Isu lingkungan menurutnya berhubungan erat dengan kearifan lokal. Di tanah Papua, alam disimbolkan sebagai sosok perempuan, dianggap sebagai ibu, mama. “Di Papua banyak masyarakat adat yang memiliki totem, benda atau binatang yang dipuja, dianggap suci. Satu marga di Merauke memiliki totem kasuari,” ujar Christopel Paino.
Dengan kearifan lokal totem inilah, pada akhirnya habitat kasuari terselamatkan. Sebab secara adat hewan ini tak diperbolehkan ditangkap, diburu maupun dibunuh. Marga lain yang pernah disambangi Christopel Paino memiliki totem lain, cendrawasih dan penyu belimbing.

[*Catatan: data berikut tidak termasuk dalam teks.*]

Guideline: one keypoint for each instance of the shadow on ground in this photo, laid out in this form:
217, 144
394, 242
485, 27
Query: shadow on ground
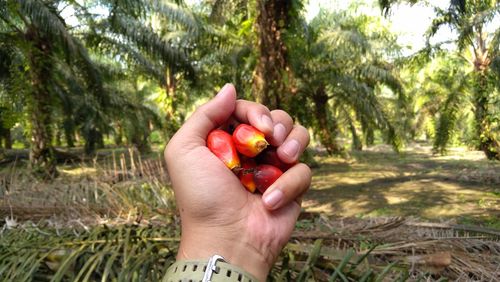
378, 183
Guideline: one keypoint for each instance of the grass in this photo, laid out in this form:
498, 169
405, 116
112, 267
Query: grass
415, 183
114, 219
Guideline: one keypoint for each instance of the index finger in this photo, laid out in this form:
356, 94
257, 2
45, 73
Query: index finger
254, 114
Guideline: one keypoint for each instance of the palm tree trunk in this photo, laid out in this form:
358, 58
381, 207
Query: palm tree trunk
271, 72
170, 89
357, 145
42, 157
328, 129
486, 140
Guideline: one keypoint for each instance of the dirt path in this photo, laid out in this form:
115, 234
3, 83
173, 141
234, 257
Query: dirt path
462, 186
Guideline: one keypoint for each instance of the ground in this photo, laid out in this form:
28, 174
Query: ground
364, 214
462, 186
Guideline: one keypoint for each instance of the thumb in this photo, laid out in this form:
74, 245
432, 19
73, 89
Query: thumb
208, 117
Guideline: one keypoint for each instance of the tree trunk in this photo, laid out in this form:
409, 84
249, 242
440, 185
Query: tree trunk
483, 127
356, 141
272, 72
170, 89
328, 129
42, 158
69, 132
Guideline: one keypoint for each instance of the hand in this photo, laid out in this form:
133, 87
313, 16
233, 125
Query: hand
218, 215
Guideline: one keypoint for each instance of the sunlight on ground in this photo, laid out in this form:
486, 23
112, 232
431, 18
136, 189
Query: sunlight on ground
79, 171
378, 183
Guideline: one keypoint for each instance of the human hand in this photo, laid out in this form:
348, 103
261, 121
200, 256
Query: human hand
218, 215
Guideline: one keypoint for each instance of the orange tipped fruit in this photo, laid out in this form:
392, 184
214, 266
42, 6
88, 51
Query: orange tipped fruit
270, 156
221, 144
265, 175
249, 141
246, 174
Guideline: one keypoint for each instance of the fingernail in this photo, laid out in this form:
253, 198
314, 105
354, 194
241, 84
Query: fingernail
272, 199
290, 148
279, 133
223, 89
267, 121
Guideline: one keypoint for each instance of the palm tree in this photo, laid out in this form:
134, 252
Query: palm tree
340, 71
39, 36
480, 47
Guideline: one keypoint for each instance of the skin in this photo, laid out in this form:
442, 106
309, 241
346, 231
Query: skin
218, 215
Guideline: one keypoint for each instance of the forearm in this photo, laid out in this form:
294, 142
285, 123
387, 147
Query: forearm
201, 245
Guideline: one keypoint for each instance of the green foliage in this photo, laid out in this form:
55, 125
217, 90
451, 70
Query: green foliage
124, 253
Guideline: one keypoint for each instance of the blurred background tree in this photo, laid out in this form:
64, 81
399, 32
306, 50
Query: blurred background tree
126, 72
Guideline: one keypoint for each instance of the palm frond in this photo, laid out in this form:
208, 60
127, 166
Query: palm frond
147, 40
46, 20
176, 14
449, 112
123, 253
141, 61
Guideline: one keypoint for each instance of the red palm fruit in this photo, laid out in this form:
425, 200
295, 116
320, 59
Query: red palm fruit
246, 174
249, 141
270, 156
265, 175
221, 144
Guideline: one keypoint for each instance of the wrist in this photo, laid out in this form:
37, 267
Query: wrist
203, 244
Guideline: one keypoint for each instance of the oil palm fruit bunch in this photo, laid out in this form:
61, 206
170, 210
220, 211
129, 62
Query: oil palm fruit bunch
248, 154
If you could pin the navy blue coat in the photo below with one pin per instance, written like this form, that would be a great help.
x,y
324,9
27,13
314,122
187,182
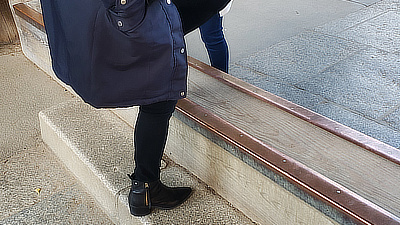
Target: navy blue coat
x,y
121,53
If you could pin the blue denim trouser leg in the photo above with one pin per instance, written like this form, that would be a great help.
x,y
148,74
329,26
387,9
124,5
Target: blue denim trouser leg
x,y
214,40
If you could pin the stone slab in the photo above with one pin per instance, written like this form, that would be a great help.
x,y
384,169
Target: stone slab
x,y
368,126
360,83
100,153
254,25
69,206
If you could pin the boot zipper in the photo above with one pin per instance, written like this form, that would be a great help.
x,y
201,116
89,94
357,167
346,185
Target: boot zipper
x,y
146,186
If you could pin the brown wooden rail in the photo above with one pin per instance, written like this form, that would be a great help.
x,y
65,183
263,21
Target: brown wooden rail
x,y
359,209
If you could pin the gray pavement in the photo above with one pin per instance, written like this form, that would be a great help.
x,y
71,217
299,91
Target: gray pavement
x,y
337,58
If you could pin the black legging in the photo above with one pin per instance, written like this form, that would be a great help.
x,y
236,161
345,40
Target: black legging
x,y
150,136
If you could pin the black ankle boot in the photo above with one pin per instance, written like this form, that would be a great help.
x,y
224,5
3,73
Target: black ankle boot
x,y
144,196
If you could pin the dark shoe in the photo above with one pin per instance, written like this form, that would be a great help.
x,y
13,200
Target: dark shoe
x,y
164,197
144,196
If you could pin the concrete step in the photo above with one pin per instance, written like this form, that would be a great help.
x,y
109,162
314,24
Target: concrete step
x,y
98,148
276,162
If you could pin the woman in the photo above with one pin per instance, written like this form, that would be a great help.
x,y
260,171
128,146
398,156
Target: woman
x,y
213,37
121,53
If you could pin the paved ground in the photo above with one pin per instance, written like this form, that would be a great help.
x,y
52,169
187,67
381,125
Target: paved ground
x,y
337,58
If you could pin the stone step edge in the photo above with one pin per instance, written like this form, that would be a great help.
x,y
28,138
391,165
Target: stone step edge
x,y
68,141
319,121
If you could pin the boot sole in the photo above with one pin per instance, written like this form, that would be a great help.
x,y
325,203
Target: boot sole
x,y
139,211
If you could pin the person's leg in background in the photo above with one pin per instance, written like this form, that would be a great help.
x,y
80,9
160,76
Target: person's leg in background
x,y
213,37
150,136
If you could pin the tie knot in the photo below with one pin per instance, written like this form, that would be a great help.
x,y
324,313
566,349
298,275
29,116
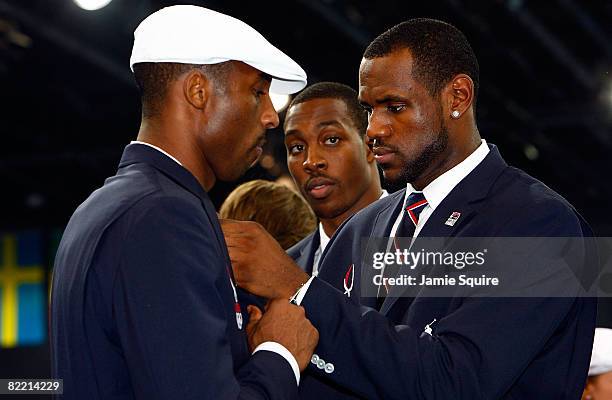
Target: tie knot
x,y
415,203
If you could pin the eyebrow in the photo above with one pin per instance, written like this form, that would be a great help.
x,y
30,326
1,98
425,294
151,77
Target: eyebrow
x,y
331,122
320,125
390,98
386,99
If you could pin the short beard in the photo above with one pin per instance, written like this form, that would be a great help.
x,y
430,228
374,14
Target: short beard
x,y
415,169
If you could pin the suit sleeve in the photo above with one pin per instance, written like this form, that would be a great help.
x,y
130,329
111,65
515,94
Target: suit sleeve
x,y
172,319
476,351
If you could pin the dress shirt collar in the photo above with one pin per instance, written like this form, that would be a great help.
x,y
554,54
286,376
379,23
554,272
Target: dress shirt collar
x,y
156,148
440,187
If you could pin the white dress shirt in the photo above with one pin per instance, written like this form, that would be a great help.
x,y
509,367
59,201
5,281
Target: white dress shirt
x,y
434,193
267,346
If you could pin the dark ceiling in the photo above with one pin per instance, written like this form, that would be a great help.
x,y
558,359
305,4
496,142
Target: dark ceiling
x,y
69,104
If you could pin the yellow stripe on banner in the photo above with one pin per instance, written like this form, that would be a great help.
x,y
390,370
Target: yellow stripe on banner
x,y
10,277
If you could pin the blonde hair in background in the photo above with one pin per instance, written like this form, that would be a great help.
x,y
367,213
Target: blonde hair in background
x,y
283,212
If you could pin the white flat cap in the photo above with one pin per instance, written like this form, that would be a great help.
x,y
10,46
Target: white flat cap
x,y
196,35
601,358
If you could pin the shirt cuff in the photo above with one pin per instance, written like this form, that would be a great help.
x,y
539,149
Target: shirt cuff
x,y
302,292
283,352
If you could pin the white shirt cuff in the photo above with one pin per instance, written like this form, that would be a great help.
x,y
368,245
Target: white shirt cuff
x,y
302,292
283,352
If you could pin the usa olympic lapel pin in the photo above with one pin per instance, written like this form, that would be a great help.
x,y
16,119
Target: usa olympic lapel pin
x,y
453,218
350,275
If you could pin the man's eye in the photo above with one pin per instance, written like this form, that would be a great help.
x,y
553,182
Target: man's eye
x,y
296,148
396,108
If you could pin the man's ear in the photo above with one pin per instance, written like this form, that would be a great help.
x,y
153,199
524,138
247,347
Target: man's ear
x,y
196,88
458,96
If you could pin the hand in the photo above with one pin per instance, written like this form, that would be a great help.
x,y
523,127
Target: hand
x,y
286,324
260,265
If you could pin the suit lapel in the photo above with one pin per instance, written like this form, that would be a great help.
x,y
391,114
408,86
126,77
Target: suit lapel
x,y
383,223
465,198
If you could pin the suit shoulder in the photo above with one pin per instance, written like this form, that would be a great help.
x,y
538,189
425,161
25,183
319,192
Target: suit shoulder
x,y
528,201
295,250
379,205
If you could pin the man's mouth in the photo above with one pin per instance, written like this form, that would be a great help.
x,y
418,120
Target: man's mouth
x,y
383,155
319,188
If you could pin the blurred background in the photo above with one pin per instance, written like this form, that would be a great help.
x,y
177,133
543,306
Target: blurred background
x,y
68,106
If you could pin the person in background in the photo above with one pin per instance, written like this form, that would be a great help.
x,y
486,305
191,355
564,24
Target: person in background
x,y
419,83
599,382
330,161
281,211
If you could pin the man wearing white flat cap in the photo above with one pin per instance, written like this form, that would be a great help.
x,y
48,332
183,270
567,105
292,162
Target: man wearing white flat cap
x,y
143,302
599,383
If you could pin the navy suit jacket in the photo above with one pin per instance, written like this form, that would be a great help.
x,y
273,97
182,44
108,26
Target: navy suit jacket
x,y
479,348
142,306
303,251
314,386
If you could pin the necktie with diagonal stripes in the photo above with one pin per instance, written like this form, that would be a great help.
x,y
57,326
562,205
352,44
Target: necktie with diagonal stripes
x,y
415,204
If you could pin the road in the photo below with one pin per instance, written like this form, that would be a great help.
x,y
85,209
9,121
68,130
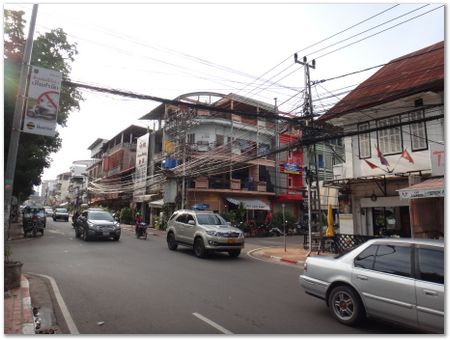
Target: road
x,y
140,287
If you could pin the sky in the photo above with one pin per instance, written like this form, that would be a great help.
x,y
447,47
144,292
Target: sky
x,y
166,50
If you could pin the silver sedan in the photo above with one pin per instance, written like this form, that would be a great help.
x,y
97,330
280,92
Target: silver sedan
x,y
398,280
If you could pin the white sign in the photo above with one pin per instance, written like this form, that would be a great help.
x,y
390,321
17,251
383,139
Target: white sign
x,y
421,193
140,174
42,102
437,157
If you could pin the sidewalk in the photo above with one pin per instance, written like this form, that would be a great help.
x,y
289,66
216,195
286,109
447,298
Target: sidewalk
x,y
18,313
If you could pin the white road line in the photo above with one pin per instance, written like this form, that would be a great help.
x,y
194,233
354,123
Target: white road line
x,y
62,305
212,323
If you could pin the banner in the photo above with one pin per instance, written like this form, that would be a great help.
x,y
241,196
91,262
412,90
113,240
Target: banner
x,y
140,174
42,101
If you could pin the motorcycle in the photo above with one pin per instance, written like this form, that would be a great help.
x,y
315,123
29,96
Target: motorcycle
x,y
141,230
33,221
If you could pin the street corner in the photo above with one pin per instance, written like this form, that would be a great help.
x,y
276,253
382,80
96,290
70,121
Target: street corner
x,y
295,256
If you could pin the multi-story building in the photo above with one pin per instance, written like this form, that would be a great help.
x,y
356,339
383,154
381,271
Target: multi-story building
x,y
217,155
48,189
62,196
78,182
111,184
394,123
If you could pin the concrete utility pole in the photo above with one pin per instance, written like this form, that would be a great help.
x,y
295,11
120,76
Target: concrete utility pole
x,y
308,111
17,123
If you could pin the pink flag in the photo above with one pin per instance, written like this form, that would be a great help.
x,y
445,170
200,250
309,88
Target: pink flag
x,y
381,157
372,166
406,155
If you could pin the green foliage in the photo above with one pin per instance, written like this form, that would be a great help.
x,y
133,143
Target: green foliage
x,y
126,216
50,50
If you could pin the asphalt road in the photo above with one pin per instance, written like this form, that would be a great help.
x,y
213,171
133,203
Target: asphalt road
x,y
140,287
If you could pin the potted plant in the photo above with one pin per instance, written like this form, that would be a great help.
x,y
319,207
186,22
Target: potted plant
x,y
13,270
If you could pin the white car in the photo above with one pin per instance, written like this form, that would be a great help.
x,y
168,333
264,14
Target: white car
x,y
204,231
398,280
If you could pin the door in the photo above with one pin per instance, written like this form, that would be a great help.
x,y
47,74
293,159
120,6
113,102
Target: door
x,y
430,288
190,228
383,275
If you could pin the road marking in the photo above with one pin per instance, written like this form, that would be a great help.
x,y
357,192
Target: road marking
x,y
212,323
62,305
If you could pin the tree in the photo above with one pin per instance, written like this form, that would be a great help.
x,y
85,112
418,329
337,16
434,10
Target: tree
x,y
50,50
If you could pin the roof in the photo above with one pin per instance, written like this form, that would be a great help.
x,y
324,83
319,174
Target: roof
x,y
417,72
216,100
432,187
97,141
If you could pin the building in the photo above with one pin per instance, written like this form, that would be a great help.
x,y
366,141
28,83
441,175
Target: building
x,y
394,127
78,182
62,196
112,170
216,155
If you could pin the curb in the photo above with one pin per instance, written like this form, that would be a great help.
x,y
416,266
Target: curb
x,y
283,259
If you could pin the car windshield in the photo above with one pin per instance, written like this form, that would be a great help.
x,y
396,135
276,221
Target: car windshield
x,y
100,215
210,219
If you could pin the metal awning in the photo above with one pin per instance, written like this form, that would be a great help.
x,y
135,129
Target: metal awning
x,y
156,204
249,203
433,187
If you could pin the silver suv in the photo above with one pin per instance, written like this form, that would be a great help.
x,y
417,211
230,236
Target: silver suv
x,y
205,231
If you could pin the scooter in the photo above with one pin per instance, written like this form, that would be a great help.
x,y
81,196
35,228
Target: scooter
x,y
141,230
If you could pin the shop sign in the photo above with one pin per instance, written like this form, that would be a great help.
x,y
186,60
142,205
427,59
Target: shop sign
x,y
42,102
292,168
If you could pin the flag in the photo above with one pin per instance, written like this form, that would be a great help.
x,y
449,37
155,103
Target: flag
x,y
381,157
406,155
372,166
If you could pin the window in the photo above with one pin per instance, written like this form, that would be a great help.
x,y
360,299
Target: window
x,y
366,258
320,161
191,138
393,260
181,218
390,140
364,141
219,140
418,131
431,265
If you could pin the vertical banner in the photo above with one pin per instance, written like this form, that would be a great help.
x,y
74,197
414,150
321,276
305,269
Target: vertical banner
x,y
42,101
140,174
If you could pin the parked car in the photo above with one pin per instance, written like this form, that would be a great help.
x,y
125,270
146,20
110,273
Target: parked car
x,y
48,211
399,280
95,224
204,231
61,214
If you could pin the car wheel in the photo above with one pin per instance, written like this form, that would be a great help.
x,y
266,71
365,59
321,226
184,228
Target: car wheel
x,y
171,242
234,252
345,305
199,248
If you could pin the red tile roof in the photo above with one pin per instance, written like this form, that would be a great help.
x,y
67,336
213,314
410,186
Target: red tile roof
x,y
422,70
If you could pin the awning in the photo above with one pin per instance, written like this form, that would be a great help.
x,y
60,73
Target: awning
x,y
156,204
249,203
433,187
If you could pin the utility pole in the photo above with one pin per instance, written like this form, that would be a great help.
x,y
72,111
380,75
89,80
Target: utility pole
x,y
308,111
17,123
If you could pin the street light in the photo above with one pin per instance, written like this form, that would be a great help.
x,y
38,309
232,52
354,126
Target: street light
x,y
284,227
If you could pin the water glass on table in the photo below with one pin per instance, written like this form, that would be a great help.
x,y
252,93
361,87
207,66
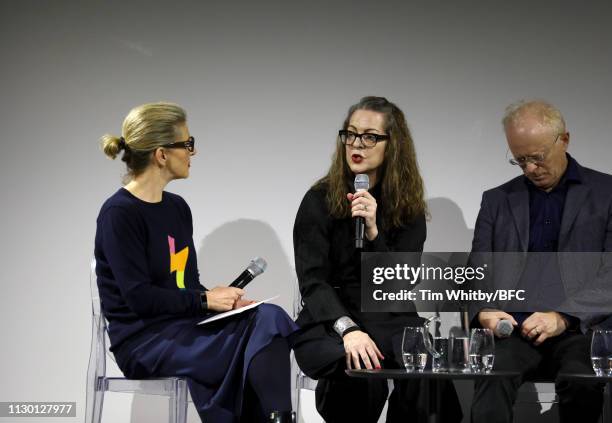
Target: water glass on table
x,y
601,352
482,350
414,352
440,363
458,360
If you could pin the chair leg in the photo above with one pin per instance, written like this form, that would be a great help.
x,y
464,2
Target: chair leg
x,y
299,384
98,402
178,403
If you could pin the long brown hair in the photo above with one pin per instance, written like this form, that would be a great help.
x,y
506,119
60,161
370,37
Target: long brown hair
x,y
401,183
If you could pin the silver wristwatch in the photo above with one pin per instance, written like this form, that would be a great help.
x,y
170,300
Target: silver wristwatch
x,y
343,323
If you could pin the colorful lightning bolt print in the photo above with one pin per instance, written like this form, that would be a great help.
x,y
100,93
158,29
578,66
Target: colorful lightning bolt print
x,y
178,262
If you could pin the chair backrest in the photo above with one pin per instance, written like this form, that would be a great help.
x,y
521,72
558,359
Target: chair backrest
x,y
97,354
297,298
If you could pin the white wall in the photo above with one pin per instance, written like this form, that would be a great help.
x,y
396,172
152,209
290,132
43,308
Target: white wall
x,y
266,85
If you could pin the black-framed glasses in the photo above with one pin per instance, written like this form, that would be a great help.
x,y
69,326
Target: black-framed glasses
x,y
368,139
537,159
189,145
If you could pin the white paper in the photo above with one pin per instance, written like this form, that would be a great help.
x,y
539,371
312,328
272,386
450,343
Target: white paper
x,y
237,311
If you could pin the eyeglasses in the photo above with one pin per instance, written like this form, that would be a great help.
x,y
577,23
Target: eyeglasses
x,y
189,144
536,159
369,140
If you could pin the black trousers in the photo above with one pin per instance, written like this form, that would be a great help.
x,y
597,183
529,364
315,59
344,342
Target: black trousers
x,y
568,353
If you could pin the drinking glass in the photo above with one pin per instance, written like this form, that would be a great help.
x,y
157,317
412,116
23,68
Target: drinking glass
x,y
482,350
601,352
458,353
440,363
414,352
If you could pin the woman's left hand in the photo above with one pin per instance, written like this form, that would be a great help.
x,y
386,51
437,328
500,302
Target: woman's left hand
x,y
242,303
364,205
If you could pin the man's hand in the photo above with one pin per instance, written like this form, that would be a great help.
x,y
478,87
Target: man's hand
x,y
540,326
489,318
358,344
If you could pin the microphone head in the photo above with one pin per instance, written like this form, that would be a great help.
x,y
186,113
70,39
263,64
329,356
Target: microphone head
x,y
504,328
257,266
362,182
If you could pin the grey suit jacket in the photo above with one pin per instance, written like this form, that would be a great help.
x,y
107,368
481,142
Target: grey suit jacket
x,y
586,226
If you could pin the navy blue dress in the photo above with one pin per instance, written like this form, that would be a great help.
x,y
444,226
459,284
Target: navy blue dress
x,y
150,291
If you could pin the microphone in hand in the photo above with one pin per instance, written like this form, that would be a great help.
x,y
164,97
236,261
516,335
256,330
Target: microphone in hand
x,y
504,328
255,268
362,183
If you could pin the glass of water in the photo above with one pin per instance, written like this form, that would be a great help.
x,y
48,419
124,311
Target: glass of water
x,y
482,350
458,353
414,352
601,352
439,363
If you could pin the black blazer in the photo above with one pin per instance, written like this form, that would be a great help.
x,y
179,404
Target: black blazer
x,y
586,226
328,265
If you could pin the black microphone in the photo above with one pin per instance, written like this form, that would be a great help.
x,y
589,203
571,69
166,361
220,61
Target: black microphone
x,y
362,183
504,328
256,267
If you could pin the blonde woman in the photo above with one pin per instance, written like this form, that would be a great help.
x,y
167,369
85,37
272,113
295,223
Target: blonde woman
x,y
150,289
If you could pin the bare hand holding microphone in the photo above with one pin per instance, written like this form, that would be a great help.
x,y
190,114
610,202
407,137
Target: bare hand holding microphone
x,y
363,209
225,298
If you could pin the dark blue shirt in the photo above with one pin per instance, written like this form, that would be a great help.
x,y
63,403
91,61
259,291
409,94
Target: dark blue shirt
x,y
541,276
546,210
145,263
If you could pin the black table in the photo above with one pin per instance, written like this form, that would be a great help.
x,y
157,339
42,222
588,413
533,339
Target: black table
x,y
428,376
578,377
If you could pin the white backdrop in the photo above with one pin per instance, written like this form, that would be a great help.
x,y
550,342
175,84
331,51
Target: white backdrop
x,y
266,86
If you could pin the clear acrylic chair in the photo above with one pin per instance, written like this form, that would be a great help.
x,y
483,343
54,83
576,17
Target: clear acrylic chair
x,y
98,383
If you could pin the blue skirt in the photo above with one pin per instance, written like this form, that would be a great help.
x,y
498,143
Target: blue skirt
x,y
214,358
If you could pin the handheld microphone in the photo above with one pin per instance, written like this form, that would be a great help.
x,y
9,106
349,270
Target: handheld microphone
x,y
255,268
504,328
362,183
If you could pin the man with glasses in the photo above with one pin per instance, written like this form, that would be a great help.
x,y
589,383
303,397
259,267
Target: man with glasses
x,y
556,206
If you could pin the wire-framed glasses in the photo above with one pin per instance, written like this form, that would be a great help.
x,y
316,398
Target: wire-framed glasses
x,y
368,139
536,159
189,145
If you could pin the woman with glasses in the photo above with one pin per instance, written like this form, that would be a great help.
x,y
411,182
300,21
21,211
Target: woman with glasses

Christopel Paino menyayangkan praktik pengetahuan lokal yang mendukung kelestarian lingkungan ini kini mulai luntur. Proyek ekstraksi mineral yang datang ke tanah Papua menjadi penyebabnya. Selain itu, pengetahuan budidaya umbi-umbian warga Merauke, Wamena, Timo juga terkikis. Padahal budidaya umbi merupakan komoditas utama mereka, selain beternak babi.
“Warga Merauke, Wamena, Timo punya sekitar 80 jenis umbi. Setelah diidentifikasi ulang tersisa tinggal 30 jenis,” ujar Christopel Paino.
Kondisi yang lebih miris lagi, Christopel Paino tak menemukan makanan khas lokal ketika menumpang tinggal di perumahan warga di wilayah Papua. “Sekarang kebanyakan mereka tak makan sagu atau hewan perburuan. Kini mereka makan nasi dan mie instan,” kata Christopel Paino.
Sebuah paradoks, warga yang tinggal di daerah dengan sumber daya alam kaya, namun tak memiliki akses untuk mengonsumsinya. Sebelumnya, nenek moyang warga lokal menilai hutan sebagai bank, swalayan sekaligus rumah sakit.
Christopel Paino menilai isu pertanian seperti ini jarang diliput media. Hilangnya varietas tanaman lokal, kondisi lahan pertanian lokal hingga perihal perizinan perkebunan.
Sepeda Ramah Lingkungan
Sementara jurnalis lepas Jacko Agun memaparkan bersepeda menjadi upaya ramah terhadap lingkungan. Emisi karbon sepeda motor bisa hemat hingga 2.160 kilogram CO2 per tahun, sementara mobil penumpang 3.888 kilogram CO2 per tahun.
“Manfaat lain bersepeda menghemat 360 liter bensin per tahun bagi pengendara motor dan 1.440 liter bensin per tahun bagi pengemudi mobil,” katanya. Dengan patokan harga bensin pertalite sekitar Rp 7 ribu, katanya, dalam setahun bisa menghemat biaya BBM per tahun hingga Rp 2.754.000 untuk kendaraan motor dan Rp 11.016.000 untuk mobil.